Por ALEXANDRE PRAÇA, Público, Segunda-feira, 31 de Janeiro de 2005
É sabido que a CDU aposta forte no distrito de Braga para recuperar o deputado perdido - Agostinho Lopes - há três anos por cerca de mil votos. Por isso, não admira que Jerónimo de Sousa, no comício de ontem em Guimarães, perante cerca de milhar e meio de apoiantes, tenha lançado algumas propostas para impedir que o sector têxtil no Vale do Ave perca mais 75 mil empregos. E que insistisse, de novo, no combate à maioria absoluta do PS - "que ficaria com mãos livres para fazer uma política de direita" -, apelando mesmo à "inteligência" dos eleitores socialistas para travar esse desiderato. Para o BE sobraram algumas acusações: falta de "honestidade intelectual" e inconsequência no combate ao Governo PSD-CDS.
"Na discussão do código do trabalho, o BE apresentou, em conferência de imprensa, quase tantas propostas de alteração como nós. Mas depois deixou os comunistas sozinhos, na comissão [parlamentar] do trabalho, a discutir 600 artigos [da lei], um por um, contra a direita", denunciou aos jornalistas no final do comício, quando confrontado com a reacção de desagrado de Francisco Louçã relativamente às investidas sobre o Bloco, efectuadas anteontem, por parte do líder do PCP.
"A reposição da verdade é entendida pelo BE como uma crítica", contrapôs Jerónimo, que fez questão, todavia, de frisar que este confronto à esquerda "não transforma o Bloco no adversário ou inimigo" da CDU (o mesmo é válido para o PS). Mesmo assim, o secretário-geral do PCP acusa o BE de "estar a mentir" quando apresenta como suas algumas iniciativas - no aborto, sigilo bancário ou toxicodependência - em que a CDU foi "pioneira". "No mínimo, alguma ética e honestidade intelectual não fazia mal nenhum", atira Jerónimo de Sousa, para reclamar para o PCP aquilo que poderia designar-se por "direitos políticos de autor".

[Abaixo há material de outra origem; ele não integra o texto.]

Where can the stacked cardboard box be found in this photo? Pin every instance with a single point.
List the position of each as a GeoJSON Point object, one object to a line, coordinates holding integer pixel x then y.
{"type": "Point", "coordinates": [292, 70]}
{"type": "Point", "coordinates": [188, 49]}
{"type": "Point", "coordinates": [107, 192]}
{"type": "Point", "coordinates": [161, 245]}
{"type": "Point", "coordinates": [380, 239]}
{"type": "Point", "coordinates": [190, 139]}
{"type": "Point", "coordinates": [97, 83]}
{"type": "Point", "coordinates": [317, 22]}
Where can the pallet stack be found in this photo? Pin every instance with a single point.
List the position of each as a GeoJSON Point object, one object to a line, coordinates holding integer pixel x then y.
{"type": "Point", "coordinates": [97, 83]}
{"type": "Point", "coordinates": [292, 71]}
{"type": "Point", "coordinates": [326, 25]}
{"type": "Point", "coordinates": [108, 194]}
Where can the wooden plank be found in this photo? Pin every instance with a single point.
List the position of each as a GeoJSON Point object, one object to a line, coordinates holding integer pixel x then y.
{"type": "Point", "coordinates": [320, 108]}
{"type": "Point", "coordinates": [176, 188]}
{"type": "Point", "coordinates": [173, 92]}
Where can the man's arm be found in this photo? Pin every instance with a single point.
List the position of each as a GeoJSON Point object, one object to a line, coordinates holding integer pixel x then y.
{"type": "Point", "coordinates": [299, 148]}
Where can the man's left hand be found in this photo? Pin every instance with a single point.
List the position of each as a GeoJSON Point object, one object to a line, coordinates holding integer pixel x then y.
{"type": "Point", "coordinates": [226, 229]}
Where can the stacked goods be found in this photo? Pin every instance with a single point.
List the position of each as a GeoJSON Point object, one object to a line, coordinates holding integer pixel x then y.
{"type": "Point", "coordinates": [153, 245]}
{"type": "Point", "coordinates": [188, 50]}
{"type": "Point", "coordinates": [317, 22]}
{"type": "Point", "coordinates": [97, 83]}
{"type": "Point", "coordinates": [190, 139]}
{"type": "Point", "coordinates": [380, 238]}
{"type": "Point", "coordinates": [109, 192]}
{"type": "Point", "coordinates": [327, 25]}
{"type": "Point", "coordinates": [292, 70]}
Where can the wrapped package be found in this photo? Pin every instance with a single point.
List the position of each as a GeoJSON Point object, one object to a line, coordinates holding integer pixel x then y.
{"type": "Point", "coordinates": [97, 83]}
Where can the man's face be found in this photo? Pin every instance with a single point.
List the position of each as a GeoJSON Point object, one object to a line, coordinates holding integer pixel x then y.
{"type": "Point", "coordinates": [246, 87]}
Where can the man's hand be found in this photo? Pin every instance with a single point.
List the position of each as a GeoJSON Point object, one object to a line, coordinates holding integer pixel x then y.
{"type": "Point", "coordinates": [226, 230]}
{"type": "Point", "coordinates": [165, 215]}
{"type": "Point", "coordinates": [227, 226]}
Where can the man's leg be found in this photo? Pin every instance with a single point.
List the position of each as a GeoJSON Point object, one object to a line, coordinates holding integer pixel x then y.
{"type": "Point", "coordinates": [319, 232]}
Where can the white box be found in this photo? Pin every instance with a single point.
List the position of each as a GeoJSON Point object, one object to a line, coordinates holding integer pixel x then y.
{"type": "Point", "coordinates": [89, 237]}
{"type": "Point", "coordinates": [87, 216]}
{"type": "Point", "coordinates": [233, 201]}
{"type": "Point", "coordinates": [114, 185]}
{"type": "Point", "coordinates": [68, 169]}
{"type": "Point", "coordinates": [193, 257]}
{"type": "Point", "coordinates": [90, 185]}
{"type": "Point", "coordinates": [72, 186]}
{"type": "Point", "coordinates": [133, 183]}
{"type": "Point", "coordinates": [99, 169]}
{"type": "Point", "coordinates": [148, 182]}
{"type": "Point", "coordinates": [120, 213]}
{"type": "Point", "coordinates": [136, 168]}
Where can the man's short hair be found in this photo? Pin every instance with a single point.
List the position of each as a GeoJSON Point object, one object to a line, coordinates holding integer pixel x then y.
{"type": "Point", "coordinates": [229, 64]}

Durante a sua intervenção, contudo, o líder comunista ignorou o BE e centrou as suas energias no combate à hipotética maioria absoluta do PS: "Só com o reforço de votos e de deputados da CDU, o PS será obrigado a inflectir a sua política de direita e a procurar acordos e entendimentos", vaticinou, embora tenha reafirmado que o objectivo da coligação PCP-Verdes não passa por ter "ministros ou secretários de Estado". Por isso, lançou vários apelos à "inteligência" - uma palavra muito utilizada por Louçã na pré-campanha - dos eleitores, em particular os do PS: "Como é que homens de esquerda podem subscrever medidas destas?", censurou Jerónimo, numa alusão ao aumento da idade da reforma e à não revogação do código do trabalho.
No coração do Vale do Ave e do sector têxtil nacional, o líder comunista exigiu que o Governo accione as cláusulas de salvaguarda, no âmbito da Organização Mundial do Comércio, por causa da recente liberalização total do sector, controle as importações e recupere o acesso aos mercados, de forma a impedir que a "fome" regresse à região. Em contraste com o trabalho desenvolvido por Agostinho Lopes entre 1999 e 2002, Jerónimo acusou os 18 deputados do distrito (eleitos pelo PS, PSD e CDS) de se "terem esquecido" das populações.